Da janela minha mãe continuava tentando visualizar o lado de fora, mas pelo ângulo que estava e acredito que pelo recuo da soleira não era possível conseguir enxergar a área toda, e no momento em que minha avó se aproximava da porta para checar as trancas as batidas recomeçaram, minha mãe soltou um pequeno grito de susto e nós dois voltamos a nos encolher atrás do sofá. De repente começaram a bater também na porta dos fundos com o mesmo vigor que literalmente socava a porta da frente, parecia que a qualquer momento a madeira iria ceder.

Logo as batidas começaram ao mesmo tempo nas duas portas, o estrondo era tamanho que parecia fazer tremer o assoalho sob nossos pés, minha mãe começou a correr apavorada de um lado para outro até que se jogou junto de nós atrás do sofá enquanto minha avó permanecia firme junto à porta da frente virando-se constantemente para observar a passagem que estava bem atrás de nós. Foram longos minutos de terror e angústia até que ouvimos o barulho, para nós inconfundível, da caminhonete do tio Steve e então uma freada brusca deslizando sobre os pedregulhos que cobriam o caminho, minha mãe então gritou o mais alto que pôde: “Graças a Deus! Steve, aqui! Tenha cuidado!”.

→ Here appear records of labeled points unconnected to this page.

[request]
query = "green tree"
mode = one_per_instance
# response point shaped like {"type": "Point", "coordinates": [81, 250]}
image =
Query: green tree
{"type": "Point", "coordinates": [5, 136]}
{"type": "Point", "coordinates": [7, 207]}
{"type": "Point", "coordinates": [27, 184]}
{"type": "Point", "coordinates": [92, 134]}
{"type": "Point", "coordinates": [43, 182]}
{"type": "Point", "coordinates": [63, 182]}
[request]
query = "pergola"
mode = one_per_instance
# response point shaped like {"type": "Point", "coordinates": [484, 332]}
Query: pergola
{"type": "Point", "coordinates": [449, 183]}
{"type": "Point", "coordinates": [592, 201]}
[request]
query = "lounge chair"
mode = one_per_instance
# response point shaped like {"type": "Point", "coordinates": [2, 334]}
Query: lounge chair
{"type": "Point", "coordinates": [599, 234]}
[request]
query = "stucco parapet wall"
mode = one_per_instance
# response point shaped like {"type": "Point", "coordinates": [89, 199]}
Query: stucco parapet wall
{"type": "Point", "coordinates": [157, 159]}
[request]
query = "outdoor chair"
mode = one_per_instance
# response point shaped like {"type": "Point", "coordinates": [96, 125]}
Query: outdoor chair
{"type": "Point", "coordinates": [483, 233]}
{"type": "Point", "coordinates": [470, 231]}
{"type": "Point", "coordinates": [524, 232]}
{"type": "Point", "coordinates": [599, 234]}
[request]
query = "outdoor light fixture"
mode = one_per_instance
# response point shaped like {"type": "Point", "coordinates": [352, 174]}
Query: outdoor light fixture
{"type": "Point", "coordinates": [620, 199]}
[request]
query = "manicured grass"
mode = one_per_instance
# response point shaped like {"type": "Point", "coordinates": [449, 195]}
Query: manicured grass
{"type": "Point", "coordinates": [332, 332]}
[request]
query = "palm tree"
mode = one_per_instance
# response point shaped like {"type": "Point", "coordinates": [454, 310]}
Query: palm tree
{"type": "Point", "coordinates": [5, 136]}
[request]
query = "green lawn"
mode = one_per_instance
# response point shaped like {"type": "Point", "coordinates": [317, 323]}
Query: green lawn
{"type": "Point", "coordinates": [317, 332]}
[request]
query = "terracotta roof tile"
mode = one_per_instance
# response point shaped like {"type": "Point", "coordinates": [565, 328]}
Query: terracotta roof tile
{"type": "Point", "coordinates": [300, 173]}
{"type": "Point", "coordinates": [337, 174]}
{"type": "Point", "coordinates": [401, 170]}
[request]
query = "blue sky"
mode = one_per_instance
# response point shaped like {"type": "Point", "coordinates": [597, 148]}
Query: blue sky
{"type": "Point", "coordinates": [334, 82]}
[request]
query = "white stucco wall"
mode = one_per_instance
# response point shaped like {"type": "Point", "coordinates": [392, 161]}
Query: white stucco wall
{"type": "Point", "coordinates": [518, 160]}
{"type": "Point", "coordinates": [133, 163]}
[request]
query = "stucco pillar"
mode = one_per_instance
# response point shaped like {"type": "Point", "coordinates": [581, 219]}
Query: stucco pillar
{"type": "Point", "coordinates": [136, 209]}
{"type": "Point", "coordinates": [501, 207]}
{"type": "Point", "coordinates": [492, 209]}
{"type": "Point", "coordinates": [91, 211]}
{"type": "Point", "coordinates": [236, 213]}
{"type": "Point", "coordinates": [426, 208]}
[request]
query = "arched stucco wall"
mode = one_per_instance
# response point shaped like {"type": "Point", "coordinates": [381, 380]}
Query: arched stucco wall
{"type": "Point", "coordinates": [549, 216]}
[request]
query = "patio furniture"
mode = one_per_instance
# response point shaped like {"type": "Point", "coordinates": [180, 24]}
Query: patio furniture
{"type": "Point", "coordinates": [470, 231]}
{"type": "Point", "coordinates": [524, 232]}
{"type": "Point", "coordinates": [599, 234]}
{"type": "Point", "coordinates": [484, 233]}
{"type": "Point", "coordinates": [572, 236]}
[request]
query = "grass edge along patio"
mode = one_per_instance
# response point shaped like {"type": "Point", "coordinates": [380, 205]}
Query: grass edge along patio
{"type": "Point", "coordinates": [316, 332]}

As batidas contra as portas cessaram imediatamente e nós três corremos para a janela, ficamos aliviados com o cessar das pancadas, mas nos sentimos muito mais seguros em saber que nosso herói estava ali. Tio Steve, com sua vasta coleção de rifles e sua experiência em caçadas. Da janela vimos tio Steve com um enorme rifle se aproximando da caminhonete invasora, ele se aproximava cuidadosamente apontando o rifle para o veículo. Ele se aproximou e olhou pela janela do motorista, percebemos sua expressão confusa, depois olhou novamente e passou a mão pelo rosto, visivelmente tenso ele deu a volta no veículo observando a caçamba aberta e cada uma das janelas, então foi se aproximando da porta da casa, ele caminhava um pouco curvado, com o rifle preparado e apontando para diversos pontos, a faca de caça pendendo em seu cinto e o chapéu de caçador jogado para trás da cabeça.

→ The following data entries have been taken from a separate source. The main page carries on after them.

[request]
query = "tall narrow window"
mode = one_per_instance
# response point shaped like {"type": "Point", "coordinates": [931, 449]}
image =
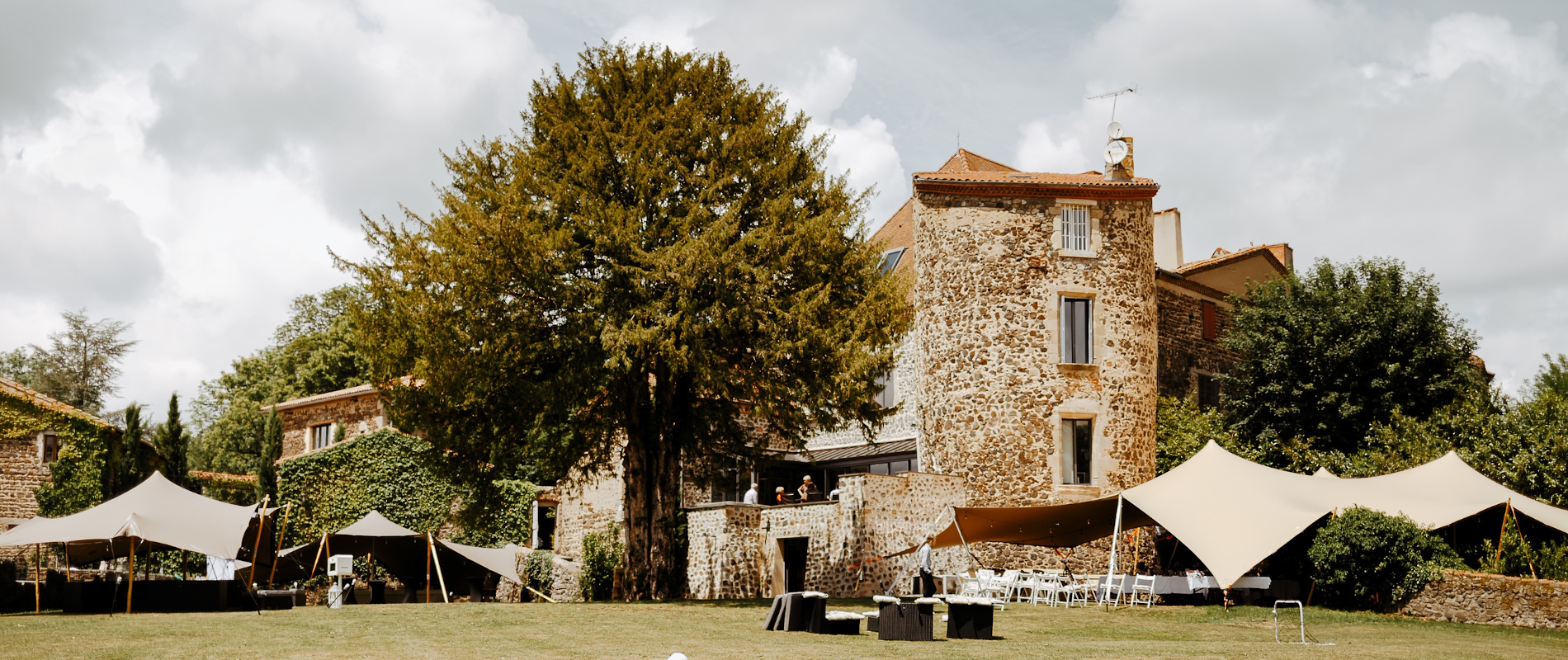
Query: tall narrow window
{"type": "Point", "coordinates": [1078, 450]}
{"type": "Point", "coordinates": [1074, 228]}
{"type": "Point", "coordinates": [890, 389]}
{"type": "Point", "coordinates": [1076, 331]}
{"type": "Point", "coordinates": [1207, 391]}
{"type": "Point", "coordinates": [1211, 322]}
{"type": "Point", "coordinates": [50, 449]}
{"type": "Point", "coordinates": [320, 436]}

Quando ele estava junto à porta minha mãe fez sinal à minha avó que removeu as trancas que naquela altura estavam todas com os parafusos espanados e os pregos saltando da madeira. Com a voz grave Steve disse: “Eu sempre digo que a senhora precisa ter armas aqui”. Nós corremos para perto dele, quanto mais perto mais seguros nos sentíamos, ele sorriu para nós e neste momento ouvimos pela primeira vez o barulho do motor da caminhonete acelerando, como um raio Steve se virou e fez um disparo que estraçalhou o para-brisa veículo. Minha avó nos empurrou para longe da porta e voltamos para nosso esconderijo atrás do sofá.

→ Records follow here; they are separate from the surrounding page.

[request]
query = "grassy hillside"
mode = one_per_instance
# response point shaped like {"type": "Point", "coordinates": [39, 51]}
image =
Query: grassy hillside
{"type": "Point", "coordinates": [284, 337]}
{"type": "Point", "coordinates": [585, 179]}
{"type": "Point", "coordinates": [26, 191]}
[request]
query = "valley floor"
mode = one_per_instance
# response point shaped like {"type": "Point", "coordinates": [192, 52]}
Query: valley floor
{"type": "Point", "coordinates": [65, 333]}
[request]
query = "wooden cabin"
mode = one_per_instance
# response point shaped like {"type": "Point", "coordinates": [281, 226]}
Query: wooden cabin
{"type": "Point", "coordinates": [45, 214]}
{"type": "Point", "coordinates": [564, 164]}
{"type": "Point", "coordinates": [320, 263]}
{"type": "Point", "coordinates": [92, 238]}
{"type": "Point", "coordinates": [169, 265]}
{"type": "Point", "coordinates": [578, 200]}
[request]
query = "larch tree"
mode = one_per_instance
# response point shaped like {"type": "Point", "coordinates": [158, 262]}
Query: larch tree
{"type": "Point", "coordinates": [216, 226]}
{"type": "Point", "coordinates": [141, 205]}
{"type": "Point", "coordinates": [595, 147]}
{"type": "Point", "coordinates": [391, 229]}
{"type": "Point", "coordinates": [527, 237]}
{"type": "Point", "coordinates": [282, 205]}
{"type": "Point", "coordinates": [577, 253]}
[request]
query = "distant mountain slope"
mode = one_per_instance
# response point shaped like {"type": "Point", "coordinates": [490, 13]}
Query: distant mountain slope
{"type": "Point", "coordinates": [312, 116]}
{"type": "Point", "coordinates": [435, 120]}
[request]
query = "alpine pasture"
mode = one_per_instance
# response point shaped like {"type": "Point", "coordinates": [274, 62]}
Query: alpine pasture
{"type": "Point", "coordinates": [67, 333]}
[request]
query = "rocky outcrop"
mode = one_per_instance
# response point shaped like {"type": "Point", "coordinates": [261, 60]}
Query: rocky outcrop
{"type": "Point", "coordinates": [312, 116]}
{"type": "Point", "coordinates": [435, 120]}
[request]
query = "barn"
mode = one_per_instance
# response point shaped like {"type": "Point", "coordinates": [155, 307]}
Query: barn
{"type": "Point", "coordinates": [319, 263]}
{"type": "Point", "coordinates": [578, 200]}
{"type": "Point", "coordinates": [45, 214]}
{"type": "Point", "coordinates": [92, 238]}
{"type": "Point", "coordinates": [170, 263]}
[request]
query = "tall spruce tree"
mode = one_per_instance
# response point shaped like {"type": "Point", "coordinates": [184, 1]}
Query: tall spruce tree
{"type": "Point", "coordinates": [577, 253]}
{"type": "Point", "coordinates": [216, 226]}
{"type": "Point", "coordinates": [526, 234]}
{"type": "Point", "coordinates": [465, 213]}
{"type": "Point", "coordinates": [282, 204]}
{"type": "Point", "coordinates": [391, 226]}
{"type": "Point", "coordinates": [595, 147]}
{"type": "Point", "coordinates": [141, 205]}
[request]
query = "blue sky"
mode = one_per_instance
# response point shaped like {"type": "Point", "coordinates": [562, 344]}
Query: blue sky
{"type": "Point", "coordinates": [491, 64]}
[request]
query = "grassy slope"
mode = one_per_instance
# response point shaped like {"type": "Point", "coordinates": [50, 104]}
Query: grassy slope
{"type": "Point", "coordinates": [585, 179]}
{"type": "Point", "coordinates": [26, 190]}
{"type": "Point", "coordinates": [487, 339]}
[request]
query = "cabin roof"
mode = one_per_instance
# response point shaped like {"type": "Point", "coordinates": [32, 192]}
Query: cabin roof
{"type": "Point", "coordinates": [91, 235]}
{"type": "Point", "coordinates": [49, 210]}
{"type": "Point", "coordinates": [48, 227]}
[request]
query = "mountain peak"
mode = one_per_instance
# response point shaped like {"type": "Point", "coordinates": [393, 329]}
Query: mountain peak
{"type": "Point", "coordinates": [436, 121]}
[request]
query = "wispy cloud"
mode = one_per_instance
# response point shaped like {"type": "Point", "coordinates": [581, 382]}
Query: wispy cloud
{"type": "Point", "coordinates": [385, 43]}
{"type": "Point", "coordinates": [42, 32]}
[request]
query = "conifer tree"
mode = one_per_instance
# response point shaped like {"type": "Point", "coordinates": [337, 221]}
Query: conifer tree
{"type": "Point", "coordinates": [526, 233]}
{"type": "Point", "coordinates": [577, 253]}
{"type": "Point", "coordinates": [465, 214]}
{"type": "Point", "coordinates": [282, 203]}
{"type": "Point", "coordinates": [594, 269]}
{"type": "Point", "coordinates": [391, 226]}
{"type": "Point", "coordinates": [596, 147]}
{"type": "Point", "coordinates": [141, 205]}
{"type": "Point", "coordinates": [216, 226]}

Tio Steve correu na direção da caminhonete que continuava com o motor ligado, não havia dúvida de que ele havia acertado o maldito invasor, embora mesmo que com o vidro quebrado não fosse possível ver ninguém na direção, quando ele se aproximou o veículo acelerou novamente e saiu em disparada fazendo uma curva quase impossível e quase atropelando meu tio. Ele ainda efetuou mais um disparo que estourou também o vidro traseiro antes que a caminhonete ganhasse a estrada, naquele momento, quando a caminhonete fez a curva para pegar a estrada, ele teve a clara visão de que não havia ninguém na direção.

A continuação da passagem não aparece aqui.